As preocupações com o devido processo e a Primeira Emenda foram levantadas em graus variados em ambos os casos. Há também questões sobre qual o papel, se houver, da regra da leniência e da Doutrina das Questões Principais deveria jogar. E, ainda mais importante, há questões com implicações maiores para a comunidade criptográfica, como se um contrato inteligente (código de computador) pode ser um contrato unilateral e se um DAO isolado pode ser considerado uma associação não incorporada ou mesmo uma associação geral. parceria com responsabilidade para alguns ou todos os seus membros.

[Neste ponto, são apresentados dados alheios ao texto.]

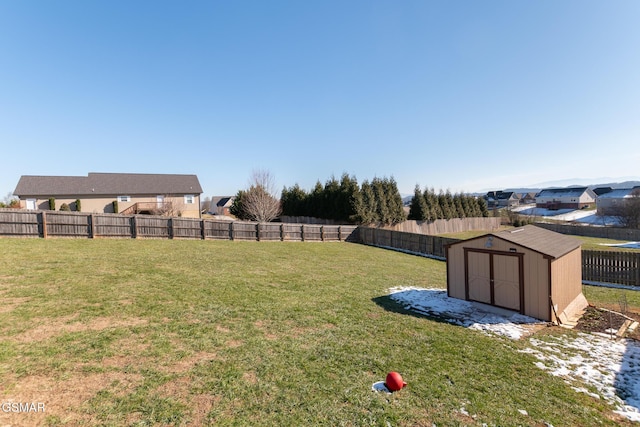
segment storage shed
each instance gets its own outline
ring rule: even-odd
[[[580,241],[534,225],[446,247],[447,293],[554,323],[587,307]]]

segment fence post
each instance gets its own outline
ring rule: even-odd
[[[204,219],[200,220],[200,235],[202,236],[202,240],[206,240],[207,233],[205,231],[205,222]]]
[[[300,240],[304,242],[304,224],[300,225]]]
[[[260,241],[260,223],[256,222],[256,241]]]
[[[173,218],[167,220],[167,226],[169,227],[169,238],[173,239]]]
[[[42,238],[46,239],[47,238],[47,213],[45,211],[42,211],[40,213],[40,218],[42,220]]]
[[[640,254],[635,254],[636,257],[636,286],[640,286]]]
[[[324,225],[320,226],[320,241],[324,242]]]
[[[229,221],[229,240],[233,240],[233,221]]]
[[[90,225],[89,230],[91,233],[89,237],[91,237],[92,239],[95,239],[96,238],[96,220],[93,214],[89,215],[88,218],[89,218],[89,225]]]
[[[338,226],[338,242],[342,242],[342,226]]]
[[[138,217],[136,215],[131,217],[131,238],[138,238]]]
[[[284,223],[280,223],[280,241],[284,242]]]

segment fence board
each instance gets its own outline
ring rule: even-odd
[[[313,224],[302,225],[302,238],[305,242],[322,241],[322,226]]]
[[[40,237],[38,213],[17,209],[0,210],[0,236]]]
[[[282,224],[282,240],[301,242],[302,224]]]
[[[194,218],[173,218],[174,239],[202,239],[202,221]]]
[[[47,212],[47,236],[89,237],[91,224],[89,214],[75,212]]]
[[[172,218],[136,215],[136,237],[168,239],[171,235]]]
[[[261,242],[276,241],[282,239],[282,224],[263,223],[258,224],[258,240]]]
[[[93,237],[131,238],[133,217],[113,214],[91,215]]]
[[[231,240],[232,221],[204,220],[204,238],[216,240]]]
[[[640,253],[582,251],[582,279],[640,286]]]
[[[233,240],[258,240],[258,230],[255,222],[233,222],[232,223],[232,239]]]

Com todas estas questões persistentes, uma coisa é clara: o Congresso deve ser a entidade responsável pela resposta às mudanças nas circunstâncias provocadas pelas novas tecnologias, em vez de uma agência administrativa como a OFAC. A lei actual não deve ser ampliada de formas novas e inovadoras para além dos seus limites adequados para se adaptar a novas circunstâncias.
Nesse ponto, todos deveríamos concordar. Caso contrário, a OFAC e outras agências continuarão a exercer uma autoridade ainda mais questionável do ponto de vista constitucional.